Postado em 30/07/2015
O FILÓSOFO APROXIMA PENSAMENTO E VIDA, RECHAÇA A IDEIA DE VERDADES ABSOLUTAS E CELEBRA A ALEGRIA COMO
MEIO DE CONTATO COM O MUNDO SENSÍVEL
Daniel Lins é filósofo, psicanalista e sociólogo, autor de mais de 20 livros publicados no Brasil e no exterior. Esse fluxo entre países também possibilita sua atuação como professor de filosofia e conferencista ao redor do mundo. Com linguagem acessível e jeito despojado de abordar os temas filosóficos e seus desdobramentos no contexto contemporâneo, Daniel conversou com a Revista E sobre Nietzsche, o sentimento da alegria e a relação entre embriaguez e atividade literária, tema de seu livro mais recente O Último Copo – Álcool, Filosofia, Literatura (Civilização Brasileira, 2013).
CARO NIETZSCHE
Nietzsche, um dos filósofos mais difíceis da contemporaneidade, engendrou um modo de pensar/agir contrapondo-se à filosofia da reação (reacionária), improdutiva, canônica. Com ele, a filosofia deixa de ser um gueto, uma opinião ou ideologia para se tornar devir, donde a relação da filosofia nietzschiana com a “não filosofia”: arte, literatura, música, poesia, desejo e corpo como pensamento. O seu pensamento tem a força do gênio do lugar. O que é o gênio do lugar? É aquele que transforma tudo o que toca, olha, experimenta, ama, é força positiva. Eis – talvez? – a chave para entender a fascinação de não filósofos pelo pensamento nietzschiano: vitalista, alegre e trágico.

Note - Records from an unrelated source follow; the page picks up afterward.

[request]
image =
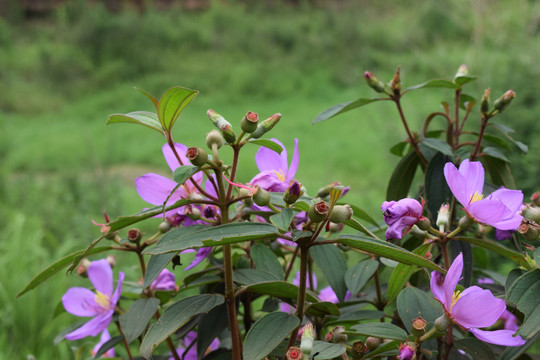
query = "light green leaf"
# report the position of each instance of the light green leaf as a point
(174, 317)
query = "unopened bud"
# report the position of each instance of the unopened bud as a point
(318, 211)
(501, 103)
(374, 83)
(341, 213)
(134, 235)
(261, 197)
(214, 138)
(266, 125)
(249, 122)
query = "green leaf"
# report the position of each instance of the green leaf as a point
(387, 250)
(201, 235)
(326, 350)
(268, 144)
(357, 276)
(380, 330)
(281, 289)
(402, 273)
(497, 248)
(437, 83)
(342, 108)
(283, 219)
(402, 177)
(144, 118)
(267, 333)
(265, 259)
(413, 302)
(523, 294)
(134, 322)
(438, 145)
(334, 265)
(57, 266)
(172, 103)
(174, 317)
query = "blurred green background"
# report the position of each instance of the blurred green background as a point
(65, 66)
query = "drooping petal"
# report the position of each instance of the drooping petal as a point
(100, 274)
(79, 301)
(155, 189)
(477, 308)
(92, 327)
(498, 337)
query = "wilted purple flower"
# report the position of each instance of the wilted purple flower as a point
(100, 305)
(473, 308)
(501, 209)
(165, 281)
(400, 215)
(275, 172)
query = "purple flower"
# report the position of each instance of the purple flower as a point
(99, 305)
(275, 172)
(165, 281)
(473, 308)
(500, 209)
(399, 215)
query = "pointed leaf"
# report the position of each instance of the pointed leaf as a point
(174, 317)
(267, 333)
(341, 108)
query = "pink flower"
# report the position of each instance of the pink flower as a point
(501, 209)
(473, 308)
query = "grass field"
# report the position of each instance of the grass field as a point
(62, 76)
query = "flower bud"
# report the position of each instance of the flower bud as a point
(197, 156)
(318, 211)
(249, 122)
(261, 197)
(341, 213)
(293, 192)
(134, 235)
(374, 83)
(266, 125)
(501, 103)
(214, 138)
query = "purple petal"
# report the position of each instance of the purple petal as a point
(92, 327)
(100, 274)
(80, 301)
(477, 308)
(155, 189)
(498, 337)
(294, 162)
(173, 163)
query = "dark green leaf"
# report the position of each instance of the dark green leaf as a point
(380, 330)
(268, 144)
(402, 177)
(357, 276)
(134, 322)
(388, 250)
(326, 350)
(57, 266)
(343, 107)
(172, 103)
(283, 219)
(331, 260)
(265, 259)
(174, 317)
(402, 273)
(267, 333)
(144, 118)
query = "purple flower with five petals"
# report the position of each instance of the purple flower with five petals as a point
(473, 308)
(400, 215)
(501, 209)
(275, 172)
(100, 305)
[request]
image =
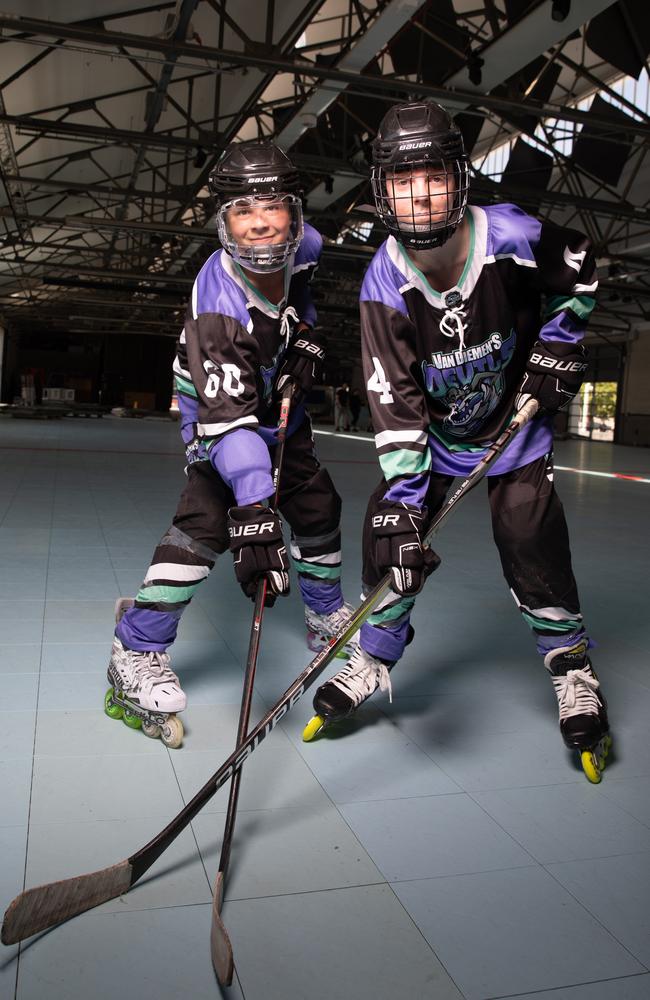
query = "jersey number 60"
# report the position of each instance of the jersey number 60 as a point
(232, 384)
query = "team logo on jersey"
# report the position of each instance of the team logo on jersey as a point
(574, 259)
(268, 374)
(469, 382)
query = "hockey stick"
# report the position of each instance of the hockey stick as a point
(220, 946)
(36, 909)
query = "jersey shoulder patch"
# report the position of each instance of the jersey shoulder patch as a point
(382, 282)
(512, 233)
(215, 291)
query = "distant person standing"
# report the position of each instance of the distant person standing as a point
(342, 408)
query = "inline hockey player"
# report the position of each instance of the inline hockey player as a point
(466, 313)
(248, 329)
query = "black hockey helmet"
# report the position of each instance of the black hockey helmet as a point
(257, 173)
(417, 141)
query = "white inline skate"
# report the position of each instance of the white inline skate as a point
(145, 692)
(342, 694)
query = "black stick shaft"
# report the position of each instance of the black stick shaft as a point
(144, 858)
(253, 647)
(43, 906)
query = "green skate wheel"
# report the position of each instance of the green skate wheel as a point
(312, 728)
(132, 721)
(171, 732)
(112, 710)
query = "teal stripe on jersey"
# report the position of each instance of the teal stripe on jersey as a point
(546, 625)
(159, 594)
(581, 305)
(316, 569)
(185, 387)
(393, 613)
(405, 462)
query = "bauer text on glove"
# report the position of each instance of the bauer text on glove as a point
(397, 531)
(302, 362)
(258, 550)
(554, 373)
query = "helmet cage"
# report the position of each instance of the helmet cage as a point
(413, 224)
(263, 258)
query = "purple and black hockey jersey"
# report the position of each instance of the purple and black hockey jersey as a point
(228, 354)
(443, 368)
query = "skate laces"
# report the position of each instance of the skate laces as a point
(576, 693)
(145, 670)
(361, 677)
(154, 669)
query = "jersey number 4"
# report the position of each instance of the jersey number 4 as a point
(379, 383)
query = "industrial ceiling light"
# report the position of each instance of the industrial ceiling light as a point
(474, 66)
(560, 10)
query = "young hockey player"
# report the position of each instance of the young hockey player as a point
(249, 328)
(453, 344)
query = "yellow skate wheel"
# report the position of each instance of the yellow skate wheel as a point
(112, 710)
(591, 766)
(312, 728)
(171, 732)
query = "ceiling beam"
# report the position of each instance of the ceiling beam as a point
(451, 97)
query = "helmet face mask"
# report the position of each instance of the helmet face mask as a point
(420, 175)
(261, 231)
(259, 211)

Sua filosofia não prega a verdade, não é teologia. Escrita com sangue e intensidade, a filosofia
nietzschiana contamina, abre para novos devires. Sai da dualidade e apregoa a multiplicidade, da alegria artista sem denegar a tristeza ou dores e cicatrizes do corpo/alma. Não por acaso Nietzsche foi um dos primeiros filósofos a utilizar a expressão “sentido da vida” e a considerá-la interrogação central da filosofia, cunhando-a na expressão: “filosofia existencial”. Trata-se de uma filosofia de vida que atribui sentido a um mundo contemporâneo fragmentado e caótico que abre para blocos de encontros e alegrias mútuas sob o signo da ética dos afetos.
O ÚLTIMO COPO
A ideia para o livro começou num programa de que participei na TV Cultura, sob os auspícios da CPFL – Café Filosófico –, cujo título era precisamente: Deleuze e o álcool. Desde então comecei uma pesquisa que durou quatro anos e resultou no livro O Último Copo – Álcool, Filosofia, Literatura, em que a filosofia e a literatura são os eixos primordiais ao conhecimento do álcool e do alcoolismo em múltiplas dimensões.
Nunca se tratou de escrever sobre escritores ou filósofos que vivenciaram de um modo ou de outro o drama do alcoolismo, mas conversar de modo virtual/fatual com uma plêiade de pensadores, poetas e gênios diversos que, ao mergulharem no álcool, pensaram o alcoolismo e produziram um pensamento a respeito e não se limitaram a fazer a apologia da embriaguez. Eis por que não encontrei em nossos escritores ou poetas ou filósofos brasileiros, salvo exceção, matéria para integrá-los de modo mais profundo às minhas análises como gostaria. Em nossos intelectuais, acionados pelo álcool e bebedeira, não existe propriamente uma teoria do álcool, mas um deslumbramento poético – que gostaria um dia de retomar –, e fugia ao tema do Último Copo.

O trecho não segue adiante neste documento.